We've swallowed Guinness festival hook, line and sinker

Sat, Sep 29, 2012, 01:00

   

How could we have been taken in by this level of corporate manipulation?

WATCH CAREFULLY as I rip two apparently unrelated stories from the week’s headlines and develop an insecure, pompous rant about the preponderance of herd thinking and the power of the corporate machine.

Tom Cruise’s lawyers have sent an angry letter to Vanity Fair objecting to the publication’s suggestions that the Church of Scientology controlled their client’s love life. What do we care? We’re all wearing stick-on orange beards, drinking ourselves insensible and muttering to the unthreatening, Clarkson-friendly sounds of Mumford & Sons.

Thursday was Arthur’s Day. All hail the made-up national festival that’s been diverting the easily indoctrinated since ye olden times of 2009.

Okay, making up an entire religion and flogging it to the vulnerable rich is a more terrifyingly impressive achievement than inventing a bogus day of celebration. But the sheer speed with which this Arthur’s Day twaddle has swept across the nation (and the world) will surely cause the late L Ron Hubbard – founder of Scientology – to throb enviously within his current body. This is evil genius at its most proficient.

As you will probably be aware, Arthur’s Day began life as a somewhat overheated, but harmless, celebration of an admirable product’s 250th anniversary. On September 24th, 2009, the corporate entity that now owns Guinness – not actually headed by a cat lover named Ernst Stavro Blofeld – hosted a day of boozing, singing and other stout-inspired revelry. At 17.59 (a reference to the year of the brew’s launch), we were all required to spread a Guinness bar mat upon the pavement, kneel in the direction of St James’s Gate and incant the phrase “Guinness is good for you” until our lips frothed. (I may have made some of this up.) Various bands played. Large felt hats were worn.

It was all a wee bit vulgar. But it would be hard to begrudge DrinkCo Industries its decision to honour such a singular beverage. Anyway, it was over as soon as it had begun.

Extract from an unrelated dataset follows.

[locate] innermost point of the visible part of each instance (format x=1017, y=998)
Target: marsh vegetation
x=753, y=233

When DrinkCo announced that the event would reoccur 12 months later, even the most cynical wiseacres found themselves questioning the evidence of their own ears. They can’t be serious. This was akin to hearing that, happy with the millennium celebrations, the government has decided to launch a new century every year. Did you enjoy the Charles Dickens bicentennial a few months ago? Well, we’re having another one in 2013.